No wasted motion, no wild-eyed panic. It’s that precision, that rare edge of calm in the middle of the storm, that makes me let her get close enough to lay hands on me.

When the antiseptic hits, I hiss through my teeth. “You enjoying this?”

Her gaze flicks up, dark and hot. “You take a bullet for me, you get to complain. Otherwise, shut up and hold still.”

“Not in my nature.”

“Oh, I’m aware.”

She works in silence for a few beats, her focus absolute, the steady pressure on the wound as unrelenting as the look in her eyes.

The faint rustle of gauze and the muted crinkle of packaging fill the air between us.

When she winds the bandage, her movements are crisp, efficient—yet under that discipline, I catch the subtle tremor she’s trying to bury, the one that tells me exactly how close she came to losing me out there.

“Your name,” I say quietly.

Her fingers still for a fraction of a second before she resumes. “We’ll talk when you’re not leaking all over the place.”

“I’m fine.”

“You’re bleeding onto my lap, Logan. You’re not fine.”

The edge in her voice isn’t anger—it’s fear, coiled tight and buried under layers of steel, the fear that doesn’t make her retreat—it makes her reload, giving her words a lethal precision.

When she finishes, she sits back just enough to meet my eyes. “Whoever that was, they knew more than they should. About me. About before. And now they know you’ll take a bullet for me.”

“Good,” I say.

Her eyebrow arches. “Good?”

“They now know exactly what they’re up against.”

The silence between us is taut as a drawn wire, vibrating with words unsaid and truths neither of us is willing to touch yet.

It’s the kind of quiet that hums in the bones, heavy with what we’re both carrying.

But there’s no luxury in prying it open now—not with the echo of her name still hanging in the air like smoke and the hot, unignorable weight of fresh blood between us, binding and dividing us in the same breath.

Far off, an engine growls—a low, throaty sound that threads through the stillness like a warning.

It’s faint at first, almost lost beneath the whisper of wind through pine, but it grows steadily, a predator closing distance.

Vivian’s head snaps toward the noise, eyes narrowing as her body goes tense, the shift in her breathing telegraphing she’s already bracing for impact.

My hand goes automatically to my weapon, fingers curling around the grip, the familiar weight sliding into my palm as my pulse kicks hard in my chest.

“Guess they found the turn,” I say.

She exhales through her nose, steadying herself. “Then we finish this here.”

I shake my head once. “No.

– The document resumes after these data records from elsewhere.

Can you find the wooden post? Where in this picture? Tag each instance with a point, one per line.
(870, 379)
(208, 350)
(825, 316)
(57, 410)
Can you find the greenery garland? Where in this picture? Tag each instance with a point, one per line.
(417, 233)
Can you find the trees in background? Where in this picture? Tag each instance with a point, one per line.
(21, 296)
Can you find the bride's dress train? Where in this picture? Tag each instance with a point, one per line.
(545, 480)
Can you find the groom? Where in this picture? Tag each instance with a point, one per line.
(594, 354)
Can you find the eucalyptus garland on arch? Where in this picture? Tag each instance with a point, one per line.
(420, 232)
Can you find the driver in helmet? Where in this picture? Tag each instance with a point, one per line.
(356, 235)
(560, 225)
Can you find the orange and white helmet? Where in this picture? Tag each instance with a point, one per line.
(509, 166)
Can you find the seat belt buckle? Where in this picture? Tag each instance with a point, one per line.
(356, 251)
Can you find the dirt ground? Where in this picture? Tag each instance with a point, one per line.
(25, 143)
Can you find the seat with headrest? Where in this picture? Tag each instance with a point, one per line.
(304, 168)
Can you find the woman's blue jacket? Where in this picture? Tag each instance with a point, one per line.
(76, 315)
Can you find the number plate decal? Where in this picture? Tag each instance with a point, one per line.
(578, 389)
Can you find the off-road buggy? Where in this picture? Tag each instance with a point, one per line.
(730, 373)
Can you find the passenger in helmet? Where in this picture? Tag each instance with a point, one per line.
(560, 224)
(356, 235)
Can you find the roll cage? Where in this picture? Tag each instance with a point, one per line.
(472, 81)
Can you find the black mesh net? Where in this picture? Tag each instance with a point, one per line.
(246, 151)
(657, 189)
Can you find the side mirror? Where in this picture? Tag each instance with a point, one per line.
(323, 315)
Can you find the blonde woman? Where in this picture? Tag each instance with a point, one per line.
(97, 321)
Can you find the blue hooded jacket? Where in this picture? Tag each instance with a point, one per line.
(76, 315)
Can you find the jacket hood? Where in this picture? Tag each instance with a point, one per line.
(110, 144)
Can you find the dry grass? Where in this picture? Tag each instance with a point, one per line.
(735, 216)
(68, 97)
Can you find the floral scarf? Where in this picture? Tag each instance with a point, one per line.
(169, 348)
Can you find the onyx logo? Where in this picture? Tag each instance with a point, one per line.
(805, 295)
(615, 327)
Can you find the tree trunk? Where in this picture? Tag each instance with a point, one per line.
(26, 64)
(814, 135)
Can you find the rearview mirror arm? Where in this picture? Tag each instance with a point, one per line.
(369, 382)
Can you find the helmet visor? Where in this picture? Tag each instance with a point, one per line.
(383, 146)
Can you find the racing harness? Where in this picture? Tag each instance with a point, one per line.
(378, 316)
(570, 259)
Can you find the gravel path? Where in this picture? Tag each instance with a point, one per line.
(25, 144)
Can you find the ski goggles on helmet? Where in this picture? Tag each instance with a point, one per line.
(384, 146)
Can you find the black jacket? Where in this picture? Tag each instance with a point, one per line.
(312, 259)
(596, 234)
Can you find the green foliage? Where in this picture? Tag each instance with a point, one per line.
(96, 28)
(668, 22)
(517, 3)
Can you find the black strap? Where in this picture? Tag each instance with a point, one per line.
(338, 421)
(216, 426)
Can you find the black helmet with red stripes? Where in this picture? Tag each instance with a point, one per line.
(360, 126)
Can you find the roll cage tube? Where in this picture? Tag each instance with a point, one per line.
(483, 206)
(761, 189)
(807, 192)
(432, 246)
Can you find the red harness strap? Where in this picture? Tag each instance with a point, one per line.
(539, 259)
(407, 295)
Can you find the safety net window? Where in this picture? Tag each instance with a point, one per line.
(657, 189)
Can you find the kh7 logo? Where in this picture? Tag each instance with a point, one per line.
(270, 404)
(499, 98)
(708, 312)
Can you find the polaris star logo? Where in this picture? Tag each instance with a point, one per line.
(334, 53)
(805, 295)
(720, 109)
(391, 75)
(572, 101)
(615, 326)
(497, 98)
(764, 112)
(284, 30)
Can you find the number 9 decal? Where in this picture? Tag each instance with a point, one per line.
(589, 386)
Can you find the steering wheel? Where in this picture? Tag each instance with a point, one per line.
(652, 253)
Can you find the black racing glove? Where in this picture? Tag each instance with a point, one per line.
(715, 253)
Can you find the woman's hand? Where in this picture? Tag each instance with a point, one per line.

We move. The cache has a dirt track out the other side. They don’t know it’s here. We use it.”

Her eyes lock onto mine for a long beat, searching for something—resolve, a plan, maybe proof I’m not about to bleed out on her. Then she gives a short, decisive nod, the kind that carries its own weight of trust and challenge all at once.

“Lead the way,” she says, her voice low, threaded with an alloy of determination and an undercurrent I can’t yet place—something that pulls and warns in the same breath.

I brace a hand against the cold metal, I grab the supplies we’ll need and push off the tailgate with a slow, deliberate movement that sends a sharp lance of pain through my side, hot enough to blur my vision for a beat.

My feet hit the ground solid, the loamy scent of damp earth rising as I straighten.

Every step toward the hidden track is measured, my weight kept low, ears tuned to the whisper of night and the distant growl of engines hunting us.

Behind us, headlights slice into the night, spearing through the trees in jagged flashes as the road curves.

The beams bounce over the terrain, a reminder with every sweep that they’re closing in.

Ahead, the track narrows into a dark ribbon threading through the pines, each shadow concealing either safety or an ambush.

If I’m right, it’s the road to the next safehouse.

If I’m wrong, we’re not just lost; we’re delivering ourselves, gift-wrapped, into the hands of whoever’s hunting us, and they’ll be waiting with muzzles up and the patience to let us walk right into the kill box.